CHEVROLET - Fuel Trim System Lean Bank 1

Read more: http://www.autocodes.com/p0171_chevrolet.htm

Possible causes
*Intake air leaks* - Faulty front heated oxygen sensor - Ignition misfiring - Faulty fuel injectors - Exhaust gas leaks - Incorrect fuel pressure - Lack of fuel - Faulty Mass Air Flow (MAF) sensor - *Incorrect Positive Crankcase Ventilation (PCV) hose connection*


----------



## barleywilkerson (Jul 7, 2016)

*New cover goes on easy!*

New cover and gasket ordered through amazon. The gasket is pretty thick and pliable material, clean, and in good condition as expected.








The old cover and gasket with 88,000 miles of hardening, brittleness, and some cracks. My best guess is that the camshaft cover center bolt was over-tightened during PO/dealer maintenance, first, then coil pack bolts were also over-tightened at some point, with engine still hot, causing the gasket to deform and "flatten" beyond its sealing capability. This gasket was almost as hard as the cover, brittle, and so flat around the center bolt and #2 & #3 spark plugs that i think it would have failed whether the PCV valve was good or bad.








Shot of what's under the cover... camshafts and stuff! Little bit of crud on the driver's side, but pretty clean in general. 2 and 3 spark plug wells are discolored from oil leaking through.








repair complete and no more chirps! Also, looks so much cleaner since any crap got wiped up.

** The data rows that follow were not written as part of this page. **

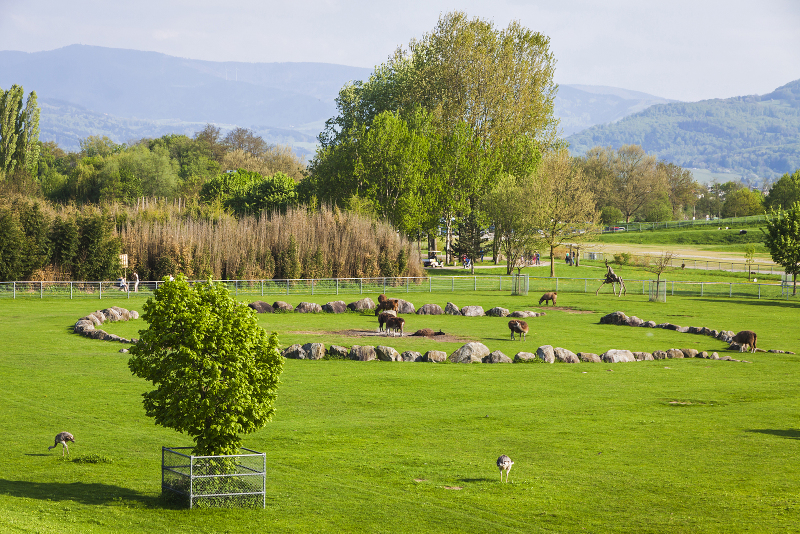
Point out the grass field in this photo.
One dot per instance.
(662, 446)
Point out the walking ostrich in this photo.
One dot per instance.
(504, 463)
(63, 438)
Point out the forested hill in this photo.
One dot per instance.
(757, 136)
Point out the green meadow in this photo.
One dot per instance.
(684, 445)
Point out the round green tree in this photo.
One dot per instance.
(216, 372)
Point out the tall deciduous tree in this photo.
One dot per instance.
(216, 372)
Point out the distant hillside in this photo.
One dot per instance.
(755, 136)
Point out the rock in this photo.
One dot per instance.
(403, 306)
(387, 354)
(362, 353)
(337, 306)
(337, 352)
(451, 309)
(524, 357)
(294, 352)
(314, 351)
(472, 311)
(279, 305)
(616, 318)
(360, 305)
(435, 356)
(674, 353)
(617, 356)
(308, 307)
(261, 307)
(546, 354)
(496, 357)
(411, 356)
(472, 352)
(430, 309)
(565, 356)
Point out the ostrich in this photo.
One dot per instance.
(504, 463)
(63, 438)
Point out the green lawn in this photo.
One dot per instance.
(665, 446)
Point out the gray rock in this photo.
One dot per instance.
(360, 305)
(411, 356)
(451, 309)
(472, 352)
(435, 356)
(337, 306)
(589, 357)
(314, 351)
(617, 356)
(430, 309)
(387, 354)
(565, 356)
(472, 311)
(294, 352)
(308, 307)
(497, 357)
(279, 305)
(546, 354)
(363, 353)
(524, 357)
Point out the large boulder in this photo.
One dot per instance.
(363, 353)
(617, 356)
(472, 311)
(361, 305)
(546, 354)
(295, 352)
(430, 309)
(497, 357)
(261, 307)
(337, 306)
(435, 356)
(279, 305)
(565, 356)
(403, 306)
(451, 309)
(387, 354)
(472, 352)
(314, 351)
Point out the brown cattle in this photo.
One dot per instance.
(520, 327)
(549, 296)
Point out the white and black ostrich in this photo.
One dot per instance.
(63, 438)
(504, 463)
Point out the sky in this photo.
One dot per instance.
(680, 49)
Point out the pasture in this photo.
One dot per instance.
(686, 445)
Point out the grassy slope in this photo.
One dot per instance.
(597, 447)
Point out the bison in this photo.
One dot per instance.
(520, 327)
(549, 296)
(745, 337)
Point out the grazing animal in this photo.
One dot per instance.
(549, 296)
(385, 304)
(396, 324)
(504, 463)
(520, 327)
(62, 438)
(745, 337)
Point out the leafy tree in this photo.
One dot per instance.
(215, 370)
(782, 238)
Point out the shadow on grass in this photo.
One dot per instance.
(788, 433)
(82, 492)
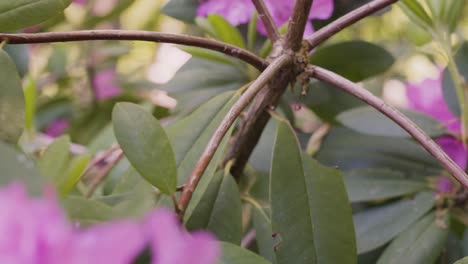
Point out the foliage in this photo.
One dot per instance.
(329, 180)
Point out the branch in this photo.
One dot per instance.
(395, 115)
(276, 66)
(354, 16)
(267, 19)
(138, 35)
(297, 24)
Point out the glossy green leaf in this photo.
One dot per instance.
(462, 261)
(19, 14)
(233, 254)
(263, 233)
(16, 167)
(311, 216)
(416, 13)
(11, 98)
(367, 120)
(30, 97)
(190, 135)
(355, 60)
(199, 80)
(20, 56)
(87, 212)
(375, 227)
(225, 31)
(219, 210)
(340, 145)
(422, 242)
(55, 159)
(184, 10)
(146, 145)
(378, 184)
(72, 174)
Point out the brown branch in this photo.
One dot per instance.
(267, 19)
(276, 66)
(297, 24)
(352, 17)
(395, 115)
(137, 35)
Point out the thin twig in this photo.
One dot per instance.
(395, 115)
(137, 35)
(267, 20)
(352, 17)
(276, 66)
(297, 24)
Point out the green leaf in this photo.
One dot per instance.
(199, 80)
(184, 10)
(367, 120)
(16, 167)
(452, 13)
(462, 261)
(378, 184)
(416, 12)
(146, 145)
(19, 14)
(422, 242)
(73, 174)
(20, 56)
(87, 212)
(340, 145)
(355, 60)
(219, 210)
(233, 254)
(225, 31)
(30, 96)
(189, 137)
(11, 97)
(310, 211)
(263, 233)
(375, 227)
(55, 159)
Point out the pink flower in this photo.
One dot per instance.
(36, 231)
(426, 97)
(57, 127)
(444, 185)
(240, 12)
(104, 84)
(80, 2)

Everything fit like it should and there were no issues installing. If you don't have a #30 torx socket, 8mm is close enough to get the job done without screwing anything up. You do not have to remove the harness to do this if you are careful. Just unplug the few obvious connectors to get some slack. Remove the plastic pipe from PCV to intake and don't lose the spring clips. Remove old cover and gasket, cleanup surfaces and install new cover and gasket. Put the pipe back on without losing the clips! Plug stuff back in and start the car. Chirps are gone! Clear your codes and enjoy the silence.


----------



## barleywilkerson (Jul 7, 2016)

i think tomorrow i'm going to try and remove the PCV valve unit from the old cover and see what i can see. Looks like it IS potentially removable, if i can spread the plastic clips without breaking anything. I wonder if they were made this way just for ease of assembly, or if there was a plan at some point to make the PCV valve itself replaceable? Either way i'm curious to see the inside and find out if it is actually damaged...


----------